Dans son délibéré, le Conseil d’État insiste sur la notion de « prévention d'un péril grave » qui pourrait justifier l’ordonnance : « Si le GAEC fait état d’un taux de mortalité important dans son cheptel, il ne l’établit pas, un tel péril grave n’étant pas non plus caractérisé par les conséquences économiques de la baisse de la production laitière et de sa qualité. »
Pour Me Gourdou, le choix du Conseil d’État n’est pas une surprise : « Il suffit pour cela de voir la rapidité avec laquelle il a pris sa décision. Le rapporteur public était contre nous. L’État est contre nous. Le ministre de l’Economie a formé un pourvoi. Il s’agit plus d’une décision d’opportunité qu’autre chose. Le Conseil est allé vers l’État, vers les opérateurs. Les répercutions sont étudiées... »
Et l’avocat d’insister sur la décision du juge des référés du tribunal administratif de Clermont-Ferrand : « Il avait dit aux parties adverses "pourquoi vous ne voulez pas le savoir ?" »
Savoir si l’antenne avait un impact amenait deux possibilités : soit il n'y en a pas et là l’agriculteur aurait dit « j’ai tort » et c’est tout. Soit il y en a un et, pour le coup, la question se pose de reprendre toutes les antennes, avec le risque que le monde rural s’élève contre celles-ci. Pour moi, on préfère sacrifier le GAEC...

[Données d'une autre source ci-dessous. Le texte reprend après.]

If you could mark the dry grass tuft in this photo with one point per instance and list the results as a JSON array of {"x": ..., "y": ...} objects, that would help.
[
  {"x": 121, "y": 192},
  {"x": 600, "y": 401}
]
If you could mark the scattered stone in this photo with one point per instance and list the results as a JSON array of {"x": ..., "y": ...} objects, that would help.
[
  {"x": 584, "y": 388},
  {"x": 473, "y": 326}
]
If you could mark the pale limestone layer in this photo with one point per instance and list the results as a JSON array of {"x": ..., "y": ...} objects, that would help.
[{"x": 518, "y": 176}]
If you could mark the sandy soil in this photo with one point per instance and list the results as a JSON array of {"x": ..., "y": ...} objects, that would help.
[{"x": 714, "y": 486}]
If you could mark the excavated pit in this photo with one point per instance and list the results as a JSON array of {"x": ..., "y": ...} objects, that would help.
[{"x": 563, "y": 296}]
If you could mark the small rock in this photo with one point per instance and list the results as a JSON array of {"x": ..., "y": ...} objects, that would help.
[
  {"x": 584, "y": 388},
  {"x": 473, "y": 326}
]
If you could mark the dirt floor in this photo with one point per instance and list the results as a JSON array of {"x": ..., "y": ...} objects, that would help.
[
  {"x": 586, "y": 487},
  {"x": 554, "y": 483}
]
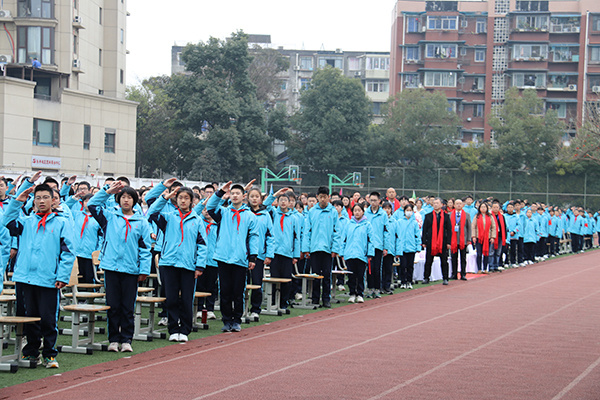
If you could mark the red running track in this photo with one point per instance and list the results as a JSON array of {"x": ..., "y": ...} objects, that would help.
[{"x": 527, "y": 333}]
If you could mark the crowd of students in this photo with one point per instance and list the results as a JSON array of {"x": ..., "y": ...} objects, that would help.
[{"x": 217, "y": 239}]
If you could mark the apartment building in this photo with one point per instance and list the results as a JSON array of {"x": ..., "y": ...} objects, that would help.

L’avocat des exploitants ne désespère pas : « On n’est pas sans recours. On continue. Il faut que l’expertise progresse. Elle ira au bout. Simplement, couper l’antenne, c’est la mesure qui aurait tout démontré en un temps record. »
Besoin de comprendreClaude Font, président de la Fédération départementale des syndicats d'exploitants agricoles (FDSEA43), collectif ayant montré à de nombreuses reprises son soutien au GAEC du Coupet, navigue entre « incompréhension et dégoût. On n’a pas de position contre les antennes. On voulait juste comprendre ce qui se passait. On comptait en cela sur la décision du tribunal administratif. Là, le pouvoir a fait fi de toute cohérence. On ne peut pas savoir ce qu’il se passe. Au niveau syndical, je ne sais pas quelle décision on va prendre. J’ai fait appel à la FNSEA, je suis en attente de conseil. Ce soir, je pense aux éleveurs, aux bêtes... »
Les agriculteurs vont continuer d’être impactés, vont rester dans leur misère du quotidien et tout le monde s’en fout.
Me Romain Gourdou constate, quant à lui, que Frédéric Salgues est « désespéré. Il voit la souffrance de ses animaux et il ne gagne plus d’argent. » Un désespoir laissant aussi place à la colère, notamment contre les parlementaires de Haute-Loire et le président de Région : « Ils disent qu’on est dans le plus beau pays du monde. Mais ils laissent crever des bêtes et des gens », se désole l'éleveur, incrédule : « On nous a dit que couper l’antenne nuirait aux appels d’urgence. C’est une antenne 3G/4G. Les appels d’urgence, ce n’est pas la 3G. Et ils passaient bien avant... » La décision du Conseil d’État d’annuler l’ordonnance du tribunal administratif est tombée comme un couperet :
J’étais serein. Il ne fallait pas l’être. Ce qui prime, ce sont les intérêts nationaux. Personne n’est capable de couper cette antenne. Alors on laisse mourir les vaches et on laisse mourir une famille.